Suriye’deki iç savaşın kendilerini derinden üzdüğünü belirten El-Kiyş, "İsrail’den ayrılarak Suriye’ye yeniden bağlanmak istiyoruz. Fransızları kovduğumuz gibi İsrail’den de kurtulmak istiyoruz. Akrabalarımıza, Suriye'deki halkımıza kavuşmak istiyoruz. Tabi aslında Golan’ı işgal eden İsrail değil, Amerika’dır. ABD olmasaydı İsrail Golan’ı alamazdı." ifadelerini kullandı.

- Golan Tepeleri ve işgal sorunu

İsrail, Filistinliler tarafından "Nekse" (Toprak Kaybetme Günü) olarak adlandırılan 1967'deki 6 Gün Savaşı'nda Golan Tepeleri, Batı Şeria, Doğu Kudüs, Gazze ve Mısır'ın Sina Yarımadası ile o dönemde Mısır'ın kontrolünde buluna Tiran ve Sanafir adalarını işgal etmişti.

Golan Tepeleri, Suriye'nin 14 ilinden biri olan Şam’a 60 kilometre uzaklıkta bulunan Kuneytıra ilinde bulunuyor.
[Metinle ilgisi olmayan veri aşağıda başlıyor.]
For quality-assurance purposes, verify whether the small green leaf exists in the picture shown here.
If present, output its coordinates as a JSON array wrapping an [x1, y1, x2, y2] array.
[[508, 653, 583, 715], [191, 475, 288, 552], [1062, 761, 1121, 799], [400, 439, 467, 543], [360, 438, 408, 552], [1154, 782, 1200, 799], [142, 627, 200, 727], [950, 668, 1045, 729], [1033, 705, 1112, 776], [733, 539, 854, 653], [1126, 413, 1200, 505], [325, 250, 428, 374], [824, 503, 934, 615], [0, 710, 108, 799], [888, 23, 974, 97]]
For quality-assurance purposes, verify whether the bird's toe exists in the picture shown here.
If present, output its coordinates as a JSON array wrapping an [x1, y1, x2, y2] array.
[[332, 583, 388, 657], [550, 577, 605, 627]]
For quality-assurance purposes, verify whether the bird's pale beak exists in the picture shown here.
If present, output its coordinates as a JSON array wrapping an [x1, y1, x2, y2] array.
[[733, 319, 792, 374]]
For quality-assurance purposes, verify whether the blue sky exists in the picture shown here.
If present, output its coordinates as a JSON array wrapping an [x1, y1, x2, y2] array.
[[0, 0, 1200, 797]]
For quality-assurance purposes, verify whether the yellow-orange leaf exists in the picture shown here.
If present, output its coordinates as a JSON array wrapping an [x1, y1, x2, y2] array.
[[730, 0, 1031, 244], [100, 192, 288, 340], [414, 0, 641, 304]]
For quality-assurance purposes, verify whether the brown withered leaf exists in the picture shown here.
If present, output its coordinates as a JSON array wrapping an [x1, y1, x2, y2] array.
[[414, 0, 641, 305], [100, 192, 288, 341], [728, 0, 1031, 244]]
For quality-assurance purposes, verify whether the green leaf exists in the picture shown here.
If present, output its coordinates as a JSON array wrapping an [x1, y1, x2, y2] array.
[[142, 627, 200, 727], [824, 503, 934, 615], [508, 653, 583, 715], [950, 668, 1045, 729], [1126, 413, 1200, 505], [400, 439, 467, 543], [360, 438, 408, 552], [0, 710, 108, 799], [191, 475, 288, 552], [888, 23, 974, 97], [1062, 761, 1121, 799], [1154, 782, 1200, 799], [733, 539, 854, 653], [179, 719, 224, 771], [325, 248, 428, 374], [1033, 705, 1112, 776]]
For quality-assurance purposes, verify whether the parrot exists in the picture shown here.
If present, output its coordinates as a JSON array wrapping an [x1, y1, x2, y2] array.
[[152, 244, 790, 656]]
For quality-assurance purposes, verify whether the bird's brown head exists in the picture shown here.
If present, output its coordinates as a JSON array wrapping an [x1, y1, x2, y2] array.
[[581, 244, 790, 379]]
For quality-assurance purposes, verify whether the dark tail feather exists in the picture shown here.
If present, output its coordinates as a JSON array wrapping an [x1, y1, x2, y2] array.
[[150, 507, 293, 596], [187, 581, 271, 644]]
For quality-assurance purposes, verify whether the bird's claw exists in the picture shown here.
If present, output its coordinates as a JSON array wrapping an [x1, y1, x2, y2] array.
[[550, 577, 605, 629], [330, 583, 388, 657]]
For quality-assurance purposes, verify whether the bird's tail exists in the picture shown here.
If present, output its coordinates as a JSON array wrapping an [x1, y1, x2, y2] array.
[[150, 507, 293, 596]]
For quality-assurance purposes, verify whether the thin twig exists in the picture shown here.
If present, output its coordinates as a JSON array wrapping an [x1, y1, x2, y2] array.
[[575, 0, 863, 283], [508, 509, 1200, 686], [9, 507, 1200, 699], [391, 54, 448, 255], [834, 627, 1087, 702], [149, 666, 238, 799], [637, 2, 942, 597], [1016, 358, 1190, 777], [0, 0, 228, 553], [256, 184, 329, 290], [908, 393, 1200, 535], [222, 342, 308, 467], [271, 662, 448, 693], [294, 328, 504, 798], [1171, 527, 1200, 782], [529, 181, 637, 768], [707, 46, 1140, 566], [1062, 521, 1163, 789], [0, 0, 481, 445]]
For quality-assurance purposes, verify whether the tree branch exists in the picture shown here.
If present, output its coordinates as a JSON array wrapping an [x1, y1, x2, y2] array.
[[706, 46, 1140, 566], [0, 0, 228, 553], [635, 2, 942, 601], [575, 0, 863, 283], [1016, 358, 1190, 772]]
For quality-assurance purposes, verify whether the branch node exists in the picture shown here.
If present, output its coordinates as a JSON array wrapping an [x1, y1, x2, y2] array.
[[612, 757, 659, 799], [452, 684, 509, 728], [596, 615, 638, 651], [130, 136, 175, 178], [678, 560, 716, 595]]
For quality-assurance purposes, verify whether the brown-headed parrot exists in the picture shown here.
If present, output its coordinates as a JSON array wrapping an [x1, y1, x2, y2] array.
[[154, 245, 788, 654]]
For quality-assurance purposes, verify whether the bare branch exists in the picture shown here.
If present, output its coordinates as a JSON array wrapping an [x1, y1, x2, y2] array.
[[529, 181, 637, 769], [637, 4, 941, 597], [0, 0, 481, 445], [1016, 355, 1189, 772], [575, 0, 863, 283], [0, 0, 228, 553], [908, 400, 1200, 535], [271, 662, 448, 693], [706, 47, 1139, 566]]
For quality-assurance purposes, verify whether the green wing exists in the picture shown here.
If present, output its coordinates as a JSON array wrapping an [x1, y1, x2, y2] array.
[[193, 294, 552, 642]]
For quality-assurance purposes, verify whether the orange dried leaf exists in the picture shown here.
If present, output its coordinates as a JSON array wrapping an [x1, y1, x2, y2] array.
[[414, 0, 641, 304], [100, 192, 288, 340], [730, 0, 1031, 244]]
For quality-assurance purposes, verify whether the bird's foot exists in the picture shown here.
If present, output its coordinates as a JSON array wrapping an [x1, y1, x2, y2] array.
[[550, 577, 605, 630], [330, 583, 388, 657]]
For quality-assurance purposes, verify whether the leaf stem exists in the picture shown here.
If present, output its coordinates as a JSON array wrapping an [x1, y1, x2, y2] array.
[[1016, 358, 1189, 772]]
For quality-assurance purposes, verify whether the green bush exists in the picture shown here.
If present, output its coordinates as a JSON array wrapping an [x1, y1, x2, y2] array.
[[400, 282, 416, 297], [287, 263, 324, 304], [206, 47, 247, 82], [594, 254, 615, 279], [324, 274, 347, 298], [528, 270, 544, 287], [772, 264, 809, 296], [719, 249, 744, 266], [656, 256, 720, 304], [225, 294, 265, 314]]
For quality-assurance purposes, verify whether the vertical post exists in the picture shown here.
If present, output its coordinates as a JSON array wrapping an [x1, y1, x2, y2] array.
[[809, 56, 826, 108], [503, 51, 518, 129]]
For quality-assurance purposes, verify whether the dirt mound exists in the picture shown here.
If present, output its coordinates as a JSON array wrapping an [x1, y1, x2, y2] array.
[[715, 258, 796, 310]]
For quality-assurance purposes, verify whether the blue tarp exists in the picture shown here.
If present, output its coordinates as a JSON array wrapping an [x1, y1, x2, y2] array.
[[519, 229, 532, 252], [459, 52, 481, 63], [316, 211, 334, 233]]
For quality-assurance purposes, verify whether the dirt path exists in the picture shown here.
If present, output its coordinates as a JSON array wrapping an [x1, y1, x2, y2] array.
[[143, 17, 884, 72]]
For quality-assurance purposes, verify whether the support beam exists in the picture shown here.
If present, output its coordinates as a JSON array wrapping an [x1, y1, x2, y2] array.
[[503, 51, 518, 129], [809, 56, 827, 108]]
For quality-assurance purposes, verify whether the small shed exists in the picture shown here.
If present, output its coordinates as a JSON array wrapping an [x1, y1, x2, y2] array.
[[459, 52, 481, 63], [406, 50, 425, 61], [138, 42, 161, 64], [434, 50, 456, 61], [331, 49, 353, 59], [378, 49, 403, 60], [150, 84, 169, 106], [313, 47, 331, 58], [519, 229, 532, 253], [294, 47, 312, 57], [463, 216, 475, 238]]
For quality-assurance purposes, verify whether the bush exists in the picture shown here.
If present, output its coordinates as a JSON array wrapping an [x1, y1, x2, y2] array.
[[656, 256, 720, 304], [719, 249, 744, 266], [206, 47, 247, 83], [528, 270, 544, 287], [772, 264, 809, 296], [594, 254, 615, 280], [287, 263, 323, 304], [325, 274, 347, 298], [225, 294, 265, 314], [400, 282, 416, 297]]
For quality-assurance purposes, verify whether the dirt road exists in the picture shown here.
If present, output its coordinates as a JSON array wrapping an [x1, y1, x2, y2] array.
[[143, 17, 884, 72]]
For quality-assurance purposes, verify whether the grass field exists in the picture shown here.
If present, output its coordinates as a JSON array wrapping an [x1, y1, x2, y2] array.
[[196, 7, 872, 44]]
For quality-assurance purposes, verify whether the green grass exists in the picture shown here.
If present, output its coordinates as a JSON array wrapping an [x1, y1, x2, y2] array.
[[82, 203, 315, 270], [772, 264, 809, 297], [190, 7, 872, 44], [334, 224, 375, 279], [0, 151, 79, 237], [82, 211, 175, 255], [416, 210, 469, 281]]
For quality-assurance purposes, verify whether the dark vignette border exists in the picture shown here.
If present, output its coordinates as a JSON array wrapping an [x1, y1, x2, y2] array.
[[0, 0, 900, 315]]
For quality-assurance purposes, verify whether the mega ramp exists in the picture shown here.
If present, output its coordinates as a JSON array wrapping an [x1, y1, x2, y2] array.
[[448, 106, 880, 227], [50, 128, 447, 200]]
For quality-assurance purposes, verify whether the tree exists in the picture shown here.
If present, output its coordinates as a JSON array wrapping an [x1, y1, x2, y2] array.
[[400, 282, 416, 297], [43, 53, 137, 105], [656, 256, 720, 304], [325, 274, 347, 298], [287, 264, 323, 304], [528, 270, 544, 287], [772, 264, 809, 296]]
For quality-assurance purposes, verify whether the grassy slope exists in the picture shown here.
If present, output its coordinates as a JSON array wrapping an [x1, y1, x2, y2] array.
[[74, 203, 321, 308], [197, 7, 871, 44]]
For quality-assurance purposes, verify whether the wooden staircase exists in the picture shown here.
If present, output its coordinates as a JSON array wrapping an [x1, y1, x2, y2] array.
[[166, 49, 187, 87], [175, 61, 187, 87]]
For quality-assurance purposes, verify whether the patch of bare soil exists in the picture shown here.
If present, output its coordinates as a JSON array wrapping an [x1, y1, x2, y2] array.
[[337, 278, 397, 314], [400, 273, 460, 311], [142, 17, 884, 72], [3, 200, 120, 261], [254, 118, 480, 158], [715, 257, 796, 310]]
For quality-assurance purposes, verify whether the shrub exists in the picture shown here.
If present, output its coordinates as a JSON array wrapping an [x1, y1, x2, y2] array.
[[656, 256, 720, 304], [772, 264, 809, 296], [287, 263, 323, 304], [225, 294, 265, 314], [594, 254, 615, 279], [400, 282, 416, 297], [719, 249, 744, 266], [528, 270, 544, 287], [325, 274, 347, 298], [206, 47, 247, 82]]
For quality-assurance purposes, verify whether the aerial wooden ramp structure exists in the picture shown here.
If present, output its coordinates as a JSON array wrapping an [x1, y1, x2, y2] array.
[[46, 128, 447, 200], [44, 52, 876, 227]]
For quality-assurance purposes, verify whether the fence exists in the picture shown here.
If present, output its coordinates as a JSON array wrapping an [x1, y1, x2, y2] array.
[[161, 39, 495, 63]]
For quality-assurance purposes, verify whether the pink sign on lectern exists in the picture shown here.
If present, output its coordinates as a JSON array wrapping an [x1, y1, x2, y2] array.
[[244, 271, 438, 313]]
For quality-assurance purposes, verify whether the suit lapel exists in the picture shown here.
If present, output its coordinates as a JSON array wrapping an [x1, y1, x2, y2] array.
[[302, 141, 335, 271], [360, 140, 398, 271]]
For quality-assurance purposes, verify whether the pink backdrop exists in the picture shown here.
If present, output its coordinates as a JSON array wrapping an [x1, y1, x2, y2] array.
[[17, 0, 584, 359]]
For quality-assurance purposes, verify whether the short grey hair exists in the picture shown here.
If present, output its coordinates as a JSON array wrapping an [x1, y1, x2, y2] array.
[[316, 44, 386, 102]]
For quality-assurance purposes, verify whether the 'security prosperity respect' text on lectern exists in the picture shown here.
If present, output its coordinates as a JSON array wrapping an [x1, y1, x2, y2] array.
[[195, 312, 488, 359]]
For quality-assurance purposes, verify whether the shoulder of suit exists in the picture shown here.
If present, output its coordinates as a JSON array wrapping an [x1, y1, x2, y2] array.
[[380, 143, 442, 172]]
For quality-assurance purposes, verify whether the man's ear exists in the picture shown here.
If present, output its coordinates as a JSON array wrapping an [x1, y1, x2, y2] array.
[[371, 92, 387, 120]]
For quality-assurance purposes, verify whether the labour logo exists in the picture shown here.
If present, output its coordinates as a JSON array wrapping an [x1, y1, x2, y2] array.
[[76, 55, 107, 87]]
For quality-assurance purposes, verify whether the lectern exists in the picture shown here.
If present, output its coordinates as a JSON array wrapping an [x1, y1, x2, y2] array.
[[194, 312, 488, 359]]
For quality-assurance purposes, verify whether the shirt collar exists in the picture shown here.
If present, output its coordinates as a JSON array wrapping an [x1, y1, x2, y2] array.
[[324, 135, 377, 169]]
Kuneytıra ili, İsrail’in, 1973 Arap-İsrail Savaşı’nda tamamen yıktığı il merkeziyle Fik kentinden oluşuyor.

Suriye, 1973’te Mısır ve bazı Arap ülkelerinin de katılımıyla, 1967’de işgal edilen Arap topraklarını geri almak için askeri harekat başlatmıştı. "Ekim Savaşı" olarak da bilinen girişim başarısız olmuştu.

İsrail ve Suriye, 1974’te Golan Tepeleri'ndeki kuvvetlerini geri çekerek askeri çatışmayı sonlandırmaya razı oldu. Aynı yıl barış gücü askerleri bölgeye konuşlandırıldı.

İsrail, 1981 yılında Golan Tepeleri'ni tek taraflı olarak ilhak ettiğini açıkladı ancak uluslararası toplum bu kararı bugüne kadar tanımadı.

Dönemin İsrail Başbakanı Ehud Barak ve Suriye Dışişleri Bakanı Faruk eş-Şara, 2000 yılında iki ülke arasında başlatılan üst düzey görüşmeler kapsamında bir araya gelmişti. Golan Tepeleri'nin Suriye'ye iadesi hedefiyle, ABD'nin ara buluculuğunda başlatılan müzakereler başarısızlıkla neticelenmişti. Görüşmelerin başarısız olmasının nedeni ise İsrail'in, Taberiye (Celile) Gölü çevresinde yer alan ve kilit öneme sahip su kaynağı olan bir toprak parçasını Suriye'ye bırakmaya razı olmamasıydı.

Suriye ve İsrail, 2008’de kapsamlı bir barış antlaşmasının sağlanması amacıyla Türkiye'nin ara buluculuğunda yeniden dolaylı görüşmelere başlamıştı. İsrail'in Gazze'ye saldırmasının ve dönemin İsrail Başbakanı Ehud Barak'ın yolsuzluk davası nedeniyle istifa etmesinin ardından görüşmeler sonlandırılmıştı.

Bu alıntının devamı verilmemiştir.